Si la voie administrative n’est donc manifestement pas adaptée aux cas les plus importants, je n’en conclus pas pour autant qu’il faille judiciariser la moindre affaire. Pour les cas les moins graves, dans lesquels on peut imaginer que la maladresse a pu l’emporter sur la malveillance, la commission des sanctions a un rôle à jouer, le tout étant de trouver les bons critères d’aiguillage.

La pertinence du compromis porté, à quelques nuances près, par l’Assemblée nationale et le Sénat ne pourra bien entendu être évaluée qu’à l’usage. Toutefois, l’unité de vue qui semble prévaloir entre les deux juridictions concurrentes, l’AMF et le parquet, est de nature à nous rassurer, de même que le fait que l’arbitrage soit confié en dernier ressort à un procureur.

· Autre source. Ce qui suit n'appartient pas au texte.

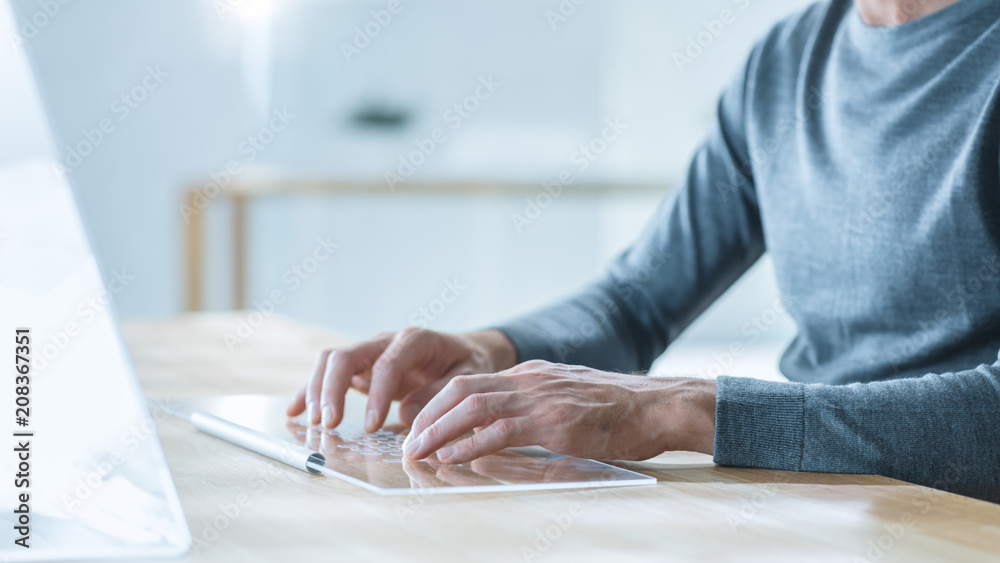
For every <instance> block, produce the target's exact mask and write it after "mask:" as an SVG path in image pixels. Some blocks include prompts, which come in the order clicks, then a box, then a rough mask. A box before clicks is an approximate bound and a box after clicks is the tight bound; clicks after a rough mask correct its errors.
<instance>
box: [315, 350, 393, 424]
mask: <svg viewBox="0 0 1000 563" xmlns="http://www.w3.org/2000/svg"><path fill="white" fill-rule="evenodd" d="M388 344H389V340H388V338H385V339H382V340H369V341H367V342H362V343H361V344H358V345H357V346H354V347H351V348H342V349H338V350H334V351H333V352H331V353H330V355H329V357H328V358H327V362H326V370H325V371H324V373H323V388H322V391H321V395H320V405H321V407H322V409H323V426H324V427H326V428H334V427H336V426H337V425H338V424H340V421H341V420H343V418H344V396H345V395H346V394H347V389H348V387H350V384H351V380H352V379H353V377H354V376H355V375H357V374H358V373H360V372H364V371H367V370H368V369H369V368H370V367H371V366H372V365H373V364H374V363H375V361H376V360H377V359H378V357H379V355H380V354H382V353H383V352H385V349H386V347H387V346H388Z"/></svg>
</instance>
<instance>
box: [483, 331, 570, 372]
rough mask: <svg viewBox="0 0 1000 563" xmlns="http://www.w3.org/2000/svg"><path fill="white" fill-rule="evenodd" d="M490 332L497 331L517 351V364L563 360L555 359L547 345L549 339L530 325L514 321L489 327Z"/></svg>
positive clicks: (544, 335)
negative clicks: (501, 325) (509, 343)
mask: <svg viewBox="0 0 1000 563" xmlns="http://www.w3.org/2000/svg"><path fill="white" fill-rule="evenodd" d="M491 330H499V331H500V332H502V333H504V335H505V336H506V337H507V338H508V339H509V340H510V341H511V343H512V344H514V349H515V350H516V351H517V363H521V362H526V361H528V360H548V361H555V362H563V361H565V360H564V359H558V358H555V356H556V354H555V352H554V351H553V350H552V346H550V345H549V342H550V341H551V340H552V339H551V338H547V337H546V335H545V334H543V333H542V332H541V331H540V330H539V329H538V327H536V326H535V325H534V324H532V323H526V322H519V321H514V322H511V323H507V324H505V325H503V326H495V327H491Z"/></svg>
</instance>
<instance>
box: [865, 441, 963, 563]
mask: <svg viewBox="0 0 1000 563" xmlns="http://www.w3.org/2000/svg"><path fill="white" fill-rule="evenodd" d="M968 470H969V466H968V465H966V464H965V463H964V462H960V461H958V460H951V461H949V462H948V467H947V469H946V471H945V472H944V474H943V475H942V476H941V477H940V478H939V479H937V480H936V481H935V482H934V483H932V484H931V485H930V486H931V487H932V488H931V489H924V490H921V491H920V494H919V495H917V497H916V498H914V499H913V500H911V501H910V504H911V506H913V507H914V511H909V510H907V511H904V512H903V513H902V514H900V515H899V518H897V519H896V520H894V521H891V522H886V523H884V524H882V526H881V529H880V530H877V531H876V532H875V533H877V534H878V535H877V536H875V537H873V538H872V539H871V540H869V541H868V543H867V545H866V546H865V552H864V553H863V554H861V555H855V556H854V558H853V559H852V561H853V563H878V562H879V561H882V560H883V559H885V557H886V555H888V554H889V553H890V552H891V551H892V550H894V549H895V548H896V547H898V546H899V545H902V544H903V543H905V542H906V541H907V540H908V539H909V537H910V530H911V529H913V527H914V526H916V525H917V522H918V521H919V520H920V517H921V516H924V515H926V514H927V513H929V512H930V511H931V509H933V508H934V507H935V506H936V505H937V504H938V503H939V502H941V499H942V498H943V497H944V496H946V493H945V491H948V490H949V489H950V488H952V487H954V486H955V485H957V484H958V483H959V482H960V481H961V480H962V475H963V474H965V473H966V472H968ZM879 532H881V533H879Z"/></svg>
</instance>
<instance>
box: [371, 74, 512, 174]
mask: <svg viewBox="0 0 1000 563" xmlns="http://www.w3.org/2000/svg"><path fill="white" fill-rule="evenodd" d="M501 86H503V83H502V82H499V81H497V80H496V79H495V78H494V77H493V75H492V74H488V75H486V76H482V75H480V76H479V82H478V84H476V86H475V88H473V90H472V92H470V93H469V95H467V96H466V97H465V98H463V99H462V100H461V101H459V102H456V103H455V104H453V105H452V106H451V107H450V108H448V109H446V110H445V111H444V113H443V114H442V115H441V119H442V120H443V121H444V123H445V125H447V126H448V127H449V128H450V129H451V130H452V131H458V130H459V129H461V128H462V126H463V125H464V124H465V123H466V122H467V121H468V120H469V119H470V118H472V116H473V115H474V114H475V113H476V112H477V111H479V109H480V107H481V106H482V104H483V103H484V102H486V101H487V100H489V99H490V98H491V97H493V95H494V94H495V93H496V91H497V89H499V88H500V87H501ZM447 140H448V133H447V132H446V131H445V128H444V127H443V126H442V127H435V128H434V129H432V130H431V131H430V133H429V134H428V135H427V136H426V137H423V138H417V139H414V141H413V144H414V145H415V147H416V148H414V149H413V150H412V151H410V152H409V153H407V154H401V155H399V156H398V157H397V163H398V164H397V165H396V169H395V170H394V171H392V170H386V172H385V181H386V184H388V186H389V190H390V191H396V187H397V186H398V185H400V184H402V183H404V182H406V180H408V179H409V178H410V177H411V176H413V174H415V173H416V171H417V169H418V168H420V167H421V166H423V164H424V163H425V162H426V161H427V159H428V158H430V156H431V155H432V154H434V153H435V152H437V149H438V147H439V146H441V145H442V144H444V143H445V142H446V141H447Z"/></svg>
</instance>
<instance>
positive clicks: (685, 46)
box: [672, 0, 751, 72]
mask: <svg viewBox="0 0 1000 563" xmlns="http://www.w3.org/2000/svg"><path fill="white" fill-rule="evenodd" d="M732 3H733V4H734V5H736V6H737V7H739V10H740V11H741V12H742V11H745V10H746V9H747V8H749V7H750V3H751V0H732ZM737 14H738V12H735V11H733V10H731V9H729V8H723V9H722V11H720V12H719V15H718V16H716V17H715V18H712V19H710V20H702V21H701V26H702V28H703V29H702V30H701V31H699V32H698V33H696V34H694V35H689V36H688V37H687V42H686V44H685V47H684V51H683V52H681V51H674V52H673V55H672V57H673V60H674V66H675V67H677V71H678V72H684V68H685V67H688V66H691V65H692V64H694V62H695V61H696V60H698V59H699V58H700V57H701V56H702V55H703V54H705V50H706V49H708V48H710V47H711V46H712V44H714V43H715V41H716V39H718V38H719V37H721V36H722V34H723V33H724V32H725V31H726V29H727V28H728V27H729V26H731V25H733V24H734V23H736V19H737Z"/></svg>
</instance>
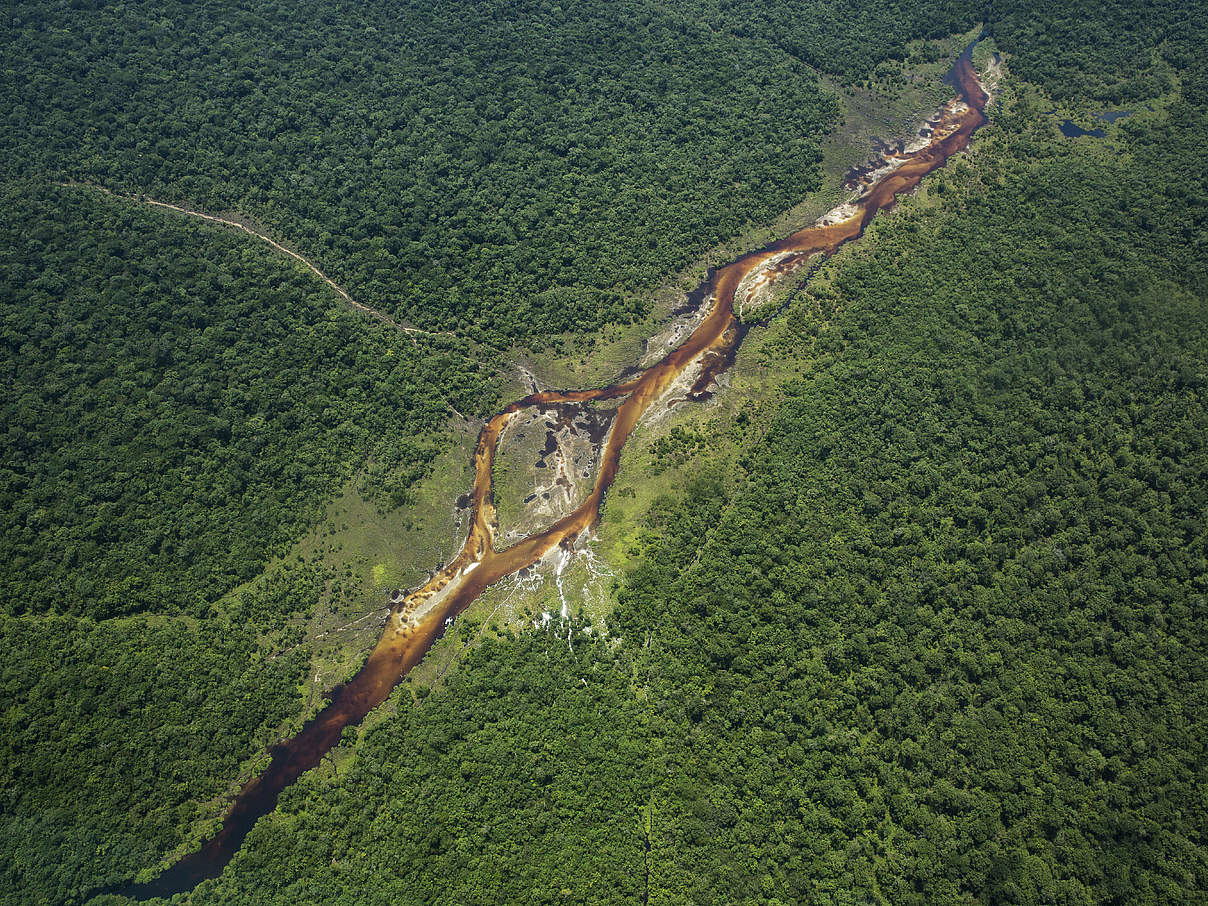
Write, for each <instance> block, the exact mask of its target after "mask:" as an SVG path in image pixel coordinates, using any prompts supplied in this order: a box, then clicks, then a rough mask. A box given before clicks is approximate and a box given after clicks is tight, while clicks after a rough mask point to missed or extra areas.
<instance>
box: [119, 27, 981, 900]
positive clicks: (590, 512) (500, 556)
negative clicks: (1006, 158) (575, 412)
mask: <svg viewBox="0 0 1208 906" xmlns="http://www.w3.org/2000/svg"><path fill="white" fill-rule="evenodd" d="M971 54H972V45H970V46H969V47H968V48H965V51H964V53H962V54H960V57H959V58H958V60H957V64H956V66H954V69H953V71H952V80H953V82H954V86H956V88H957V92H958V97H957V99H956V100H952V101H949V103H948V104H947V105H945V108H943V109H942V110H941V111H940V112H939V114H937V116H936V117H935V120H933V121H931V122H930V123H929V128H928V130H927V132H925V133H924V134H925V137H927V140H925V141H922V140H920V141H917V143H914V144H913V145H911V146H907V147H904V149H899V150H896V151H890V152H887V153H885V155H884V156H883V157H882V159H881V161H878V164H877V167H875V168H873V169H871V170H870V172H866V174H865V176H864V179H863V181H861V191H860V194H859V196H858V198H856V199H855V201H853V202H849V203H848V204H844V205H842V207H840V208H837V209H836V210H834V211H831V213H830V214H827V215H826V216H825V217H823V219H821V220H819V221H818V222H817V223H815V225H814V226H809V227H806V228H805V230H801V231H798V232H796V233H792V234H791V236H789V237H786V238H784V239H780V240H778V242H776V243H772V244H771V245H768V246H767V248H765V249H760V250H759V251H753V252H750V254H747V255H743V256H742V257H739V259H738V260H736V261H733V262H731V263H728V265H726V266H725V267H721V268H719V269H716V271H714V272H712V273H710V275H709V278H708V279H707V281H705V283H704V284H703V285H702V286H701V288H699V289H698V290H697V291H696V292H695V294H693V297H695V298H699V300H702V303H708V300H710V298H712V300H714V301H713V304H712V308H709V310H708V314H705V316H704V318H703V319H702V320H701V323H699V324H698V325H697V327H696V330H695V331H693V332H692V333H691V336H689V338H687V339H686V341H685V342H684V343H683V344H681V345H679V347H678V348H676V349H674V350H672V352H670V353H669V354H668V355H667V356H666V358H664V359H662V360H661V361H658V362H657V364H655V365H652V366H651V367H649V368H646V370H645V371H643V372H641V373H639V374H638V376H637V377H633V378H631V379H628V381H626V382H623V383H618V384H614V385H611V387H606V388H603V389H598V390H571V391H544V393H536V394H532V395H529V396H525V397H524V399H522V400H517V401H516V402H513V403H511V405H510V406H507V408H505V410H503V411H501V412H500V413H498V414H496V416H494V417H493V418H492V419H490V420H489V422H487V424H486V425H484V426H483V429H482V432H481V434H480V435H478V445H477V448H476V449H475V454H474V463H475V481H474V493H472V510H471V516H470V528H469V533H467V536H466V540H465V544H464V545H463V547H461V550H460V552H459V553H458V554H457V557H455V558H454V559H453V561H452V562H451V563H449V564H448V565H446V567H445V568H443V569H442V570H441V571H440V573H437V574H436V575H435V576H434V577H432V579H431V580H430V581H429V582H428V583H426V585H424V586H423V587H422V588H418V590H416V591H414V592H412V593H410V594H408V596H407V597H406V598H405V599H403V600H402V602H401V603H400V604H399V605H397V606H396V608H395V610H394V611H393V612H391V615H390V620H389V621H388V623H387V627H385V629H384V632H383V634H382V638H381V639H379V640H378V643H377V645H376V646H374V647H373V651H372V652H371V654H370V656H368V658H367V660H366V662H365V666H364V667H362V668H361V669H360V672H358V674H356V675H355V676H353V679H350V680H349V681H348V683H347V684H344V685H342V686H338V687H337V689H335V690H333V691H332V693H331V701H330V703H329V704H327V705H326V707H325V708H324V709H323V710H321V712H320V713H319V714H318V715H315V716H314V718H313V719H312V720H310V721H309V722H307V724H306V726H303V727H302V730H301V731H300V732H298V734H297V736H295V737H292V738H291V739H286V741H284V742H281V743H278V744H277V745H274V747H273V748H272V750H271V755H272V761H271V763H269V765H268V767H267V768H266V769H265V771H263V773H261V774H260V776H259V777H255V778H252V779H251V780H249V782H248V783H246V784H245V785H244V788H243V789H242V790H240V792H239V795H238V796H237V798H236V800H234V803H233V805H232V807H231V811H230V812H228V813H227V815H226V818H225V819H223V823H222V827H221V829H220V830H219V832H217V834H216V835H215V836H214V837H211V838H210V840H208V841H207V842H205V843H203V846H202V848H201V849H199V850H198V852H196V853H192V854H190V855H186V856H184V858H182V859H181V860H180V861H178V863H176V864H175V865H173V866H170V867H169V869H167V870H165V871H164V872H163V873H161V875H159V876H158V877H157V878H155V879H153V881H150V882H147V883H144V884H132V885H129V887H126V888H121V889H117V890H115V893H121V894H124V895H127V896H132V898H135V899H149V898H152V896H170V895H173V894H176V893H181V892H184V890H190V889H192V888H193V887H194V885H197V883H198V882H201V881H203V879H205V878H213V877H217V876H219V875H220V873H221V872H222V869H223V867H225V866H226V864H227V863H228V861H231V859H232V856H234V854H236V853H237V852H238V849H239V847H240V846H242V844H243V841H244V838H245V837H246V836H248V832H249V831H250V830H251V827H252V825H254V824H255V823H256V820H257V819H260V818H261V817H263V815H266V814H268V813H269V812H272V811H273V809H274V808H275V807H277V800H278V796H279V795H280V792H281V790H284V789H285V788H286V786H289V785H290V784H291V783H294V782H295V780H296V779H297V778H298V777H301V776H302V774H303V773H304V772H306V771H309V769H310V768H313V767H315V766H316V765H318V763H319V761H320V760H321V759H323V756H324V755H325V754H326V753H327V751H329V750H330V749H331V748H332V747H333V745H335V744H336V743H337V742H338V741H339V736H341V732H342V731H343V728H344V727H347V726H353V725H356V724H359V722H360V721H361V720H364V718H365V716H366V715H367V714H368V713H370V712H371V710H372V709H373V708H376V707H377V705H379V704H381V703H382V702H384V701H385V698H387V696H388V695H389V693H390V690H393V689H394V686H395V685H396V684H397V683H399V681H400V680H401V679H402V678H403V676H406V675H407V673H408V672H410V670H411V668H412V667H414V666H416V664H417V663H418V662H419V661H420V658H423V656H424V655H425V654H426V652H428V650H429V649H430V647H431V646H432V644H434V643H435V641H436V640H437V639H439V638H440V637H441V634H442V633H443V631H445V627H446V626H447V621H448V620H451V618H452V617H455V616H457V615H458V614H460V612H461V611H463V610H465V609H466V608H467V606H469V605H470V604H471V603H472V602H474V600H475V599H476V598H477V597H478V596H480V594H482V592H483V591H484V590H486V588H487V587H488V586H490V585H494V583H495V582H498V581H500V580H501V579H504V577H506V576H509V575H511V574H512V573H516V571H517V570H521V569H523V568H525V567H530V565H533V564H535V563H536V562H538V561H540V559H541V558H542V557H545V556H546V554H548V553H551V552H557V551H558V548H559V547H561V548H570V547H573V546H574V544H575V542H576V541H577V540H579V538H580V536H581V535H582V534H583V533H585V532H588V530H590V529H591V528H592V527H593V524H594V523H596V521H597V519H598V518H599V513H600V506H602V504H603V501H604V495H605V493H606V492H608V488H609V486H610V484H611V483H612V480H614V478H615V477H616V472H617V467H618V464H620V459H621V451H622V448H623V447H625V443H626V441H627V440H628V437H629V434H631V432H632V431H633V429H634V426H635V425H637V424H638V420H639V419H640V418H641V416H643V414H644V413H645V412H646V411H647V410H649V408H650V407H651V406H652V405H654V403H656V402H657V401H658V400H661V399H662V397H663V396H664V395H666V394H667V391H668V390H669V389H670V388H672V385H673V384H674V383H675V382H676V379H679V378H681V377H691V376H692V374H693V373H696V372H693V371H690V370H699V373H698V376H697V377H696V379H695V383H693V385H692V393H690V394H689V395H690V396H696V397H698V396H699V395H702V394H703V391H704V388H705V387H707V385H708V383H709V381H712V378H713V377H715V374H716V373H718V371H720V370H722V368H725V367H726V366H727V365H728V364H730V362H731V361H732V360H733V352H734V349H736V347H737V344H738V343H739V342H741V339H742V333H743V331H742V330H741V326H739V323H738V319H737V318H736V315H734V310H736V306H737V308H738V310H739V312H742V310H744V307H745V306H747V304H754V303H755V302H756V301H757V300H759V298H760V297H761V296H760V294H761V292H763V291H765V290H766V288H767V286H768V285H769V284H771V283H772V281H773V280H776V279H777V278H779V277H783V275H785V274H789V273H792V272H794V271H797V269H800V268H802V267H805V266H806V265H807V262H808V261H809V260H811V259H813V257H814V256H815V255H830V254H832V252H834V251H835V250H836V249H838V246H840V245H842V244H843V243H846V242H848V240H850V239H855V238H858V237H859V236H860V234H861V233H863V232H864V230H865V227H867V225H869V223H870V222H871V220H872V217H873V216H875V215H876V214H877V211H881V210H883V209H885V208H888V207H890V205H892V204H893V203H894V201H895V199H896V197H898V194H900V193H901V192H908V191H911V190H912V188H914V187H916V186H917V185H918V182H919V180H920V179H922V178H923V176H924V175H927V174H928V173H930V172H931V170H934V169H936V168H939V167H942V165H943V163H945V162H946V161H947V159H948V158H949V157H951V156H952V155H954V153H957V152H958V151H962V150H963V149H965V147H966V146H968V145H969V141H970V138H971V137H972V133H974V130H975V129H977V128H978V127H980V126H981V124H982V123H983V122H985V116H983V110H985V108H986V103H987V100H988V97H987V94H986V92H985V89H983V88H982V86H981V83H980V81H978V79H977V74H976V71H975V69H974V65H972V58H971ZM596 400H620V405H618V406H617V408H616V412H615V416H614V420H612V426H611V429H610V431H609V434H608V436H606V440H605V442H604V449H603V453H602V457H600V466H599V471H598V474H597V476H596V483H594V484H593V486H592V490H591V493H590V494H588V495H587V499H586V500H583V503H582V504H581V505H580V506H579V507H577V509H576V510H575V511H574V512H571V513H569V515H568V516H564V517H563V518H561V519H558V521H557V522H556V523H553V524H552V525H550V527H548V528H546V529H545V530H542V532H539V533H535V534H533V535H529V536H528V538H525V539H523V540H521V541H518V542H517V544H515V545H512V546H510V547H507V548H505V550H501V551H500V550H496V548H495V533H496V524H498V522H496V517H495V507H494V504H493V498H492V486H490V476H492V466H493V464H494V459H495V449H496V446H498V441H499V436H500V434H501V432H503V430H504V428H505V425H506V424H507V422H509V419H511V418H512V416H513V414H515V413H517V412H519V411H521V410H523V408H525V407H529V406H548V405H575V403H587V402H591V401H596Z"/></svg>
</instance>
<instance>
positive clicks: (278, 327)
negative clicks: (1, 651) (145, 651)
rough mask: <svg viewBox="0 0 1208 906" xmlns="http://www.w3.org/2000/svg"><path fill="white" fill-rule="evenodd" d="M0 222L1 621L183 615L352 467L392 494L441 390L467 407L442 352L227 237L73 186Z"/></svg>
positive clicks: (428, 417)
mask: <svg viewBox="0 0 1208 906" xmlns="http://www.w3.org/2000/svg"><path fill="white" fill-rule="evenodd" d="M35 192H36V194H35ZM0 210H2V214H0V219H2V221H0V222H2V226H0V230H2V237H0V280H2V286H0V298H2V303H0V304H2V309H0V318H2V337H0V342H2V348H4V356H2V360H0V374H2V382H4V387H5V389H6V391H5V399H4V402H2V406H4V419H2V420H4V431H2V434H0V461H2V466H0V539H2V541H0V564H2V565H0V602H2V608H4V609H5V610H6V611H8V612H24V611H42V610H57V611H60V612H74V614H87V615H89V616H94V617H103V616H110V615H114V614H124V612H132V611H138V610H146V609H155V610H161V611H178V610H181V609H185V610H192V611H198V612H202V611H204V609H205V606H207V605H208V604H209V603H210V602H213V600H214V599H215V598H217V597H219V596H221V594H222V593H223V592H226V591H227V590H230V588H231V587H233V586H234V585H237V583H239V582H240V581H243V580H246V579H250V577H251V576H254V575H256V574H257V573H260V570H261V569H262V567H263V564H265V561H266V559H267V558H268V557H269V556H272V554H274V553H279V552H280V551H283V550H284V547H285V546H286V545H289V544H290V542H292V541H294V539H295V538H296V536H297V534H298V533H300V530H301V529H302V528H303V527H304V525H306V524H307V523H308V522H309V521H310V519H313V518H314V517H315V515H316V511H318V506H319V505H320V504H321V501H323V500H324V498H325V496H327V495H329V494H330V493H331V492H332V490H333V489H335V488H336V487H337V486H338V483H341V482H343V481H345V480H348V478H349V477H350V476H352V475H353V474H354V471H355V470H356V469H359V467H360V466H361V465H362V464H364V463H365V460H366V459H367V458H368V457H371V455H372V457H376V458H377V459H379V460H382V461H381V463H379V467H378V469H377V470H376V471H374V475H376V476H381V477H379V478H378V480H377V487H378V490H379V493H381V494H382V495H383V496H389V495H391V494H393V495H395V496H399V495H401V494H402V493H403V492H405V489H406V487H407V484H408V483H410V482H411V481H413V480H414V477H416V476H417V475H418V474H419V472H422V470H423V467H424V466H425V464H426V461H428V459H429V458H430V457H431V454H432V452H434V449H435V446H434V445H432V443H430V442H428V441H426V439H425V437H424V432H425V431H431V430H432V429H434V428H435V426H436V425H437V424H440V423H441V422H443V420H445V418H447V414H448V410H447V408H446V403H445V399H446V397H448V399H453V400H455V402H457V405H458V407H460V408H464V410H466V411H474V410H475V408H476V407H477V406H480V405H481V394H482V384H481V377H480V376H478V374H477V373H476V371H477V368H476V367H475V366H474V365H471V364H470V362H469V361H467V360H466V359H465V350H464V348H461V349H452V348H451V349H448V350H441V349H440V348H434V347H432V345H431V343H430V342H428V341H425V345H424V347H423V348H422V349H420V348H416V347H413V345H412V343H411V342H410V341H408V339H407V338H406V337H405V336H402V335H400V333H397V332H396V331H395V330H394V329H390V327H388V326H384V325H381V324H379V323H377V321H373V320H371V319H367V318H365V316H364V315H361V314H358V313H355V312H353V310H349V309H347V308H345V307H344V306H343V303H341V302H339V301H338V300H337V298H336V297H335V295H333V294H332V292H331V291H330V289H329V288H326V286H324V285H323V284H321V283H319V281H318V280H316V279H314V278H313V277H312V275H309V274H308V273H306V272H304V271H302V269H301V268H300V267H296V266H294V265H291V263H285V262H284V261H281V260H280V259H278V257H277V256H275V255H274V254H273V252H271V251H268V250H266V249H263V248H260V246H259V245H257V244H255V243H251V242H249V240H248V239H246V238H245V237H243V236H242V234H238V233H233V232H232V231H227V230H221V228H211V227H207V226H201V225H198V223H196V222H190V221H186V220H184V219H181V217H179V216H176V215H170V214H159V213H156V211H149V210H145V209H143V208H141V207H139V205H137V204H132V203H126V202H120V201H116V199H111V198H104V197H101V196H99V194H97V193H94V192H88V191H81V190H68V188H47V187H45V186H31V185H8V186H6V187H5V188H4V199H2V204H0ZM442 342H443V341H442Z"/></svg>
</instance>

Le relèvement substantiel des sanctions pénales devrait également améliorer le caractère dissuasif de notre arsenal de peines et nous permettre de nous rapprocher des normes internationales.

J’en profite d’ailleurs pour saluer, une fois de plus, le travail remarquable effectué par notre commission des finances, en l’occurrence par M. le rapporteur général, et par notre collègue Claude Raynal, qui se sont saisis du problème très en amont. Je ne doute pas que, une fois le texte adopté, ils auront à cœur d’observer le fonctionnement du nouveau régime, ainsi que les résultats du mécanisme de transaction.

En attendant, il nous semble que, à ce stade, la version portée par le Sénat est plus précise sur les modalités de l’aiguillage et sur la nécessaire collaboration entre les deux instances.

Aussi, malgré les quelques réserves que j’ai exprimées, le groupe écologiste s’achemine vers un vote favorable de ce texte.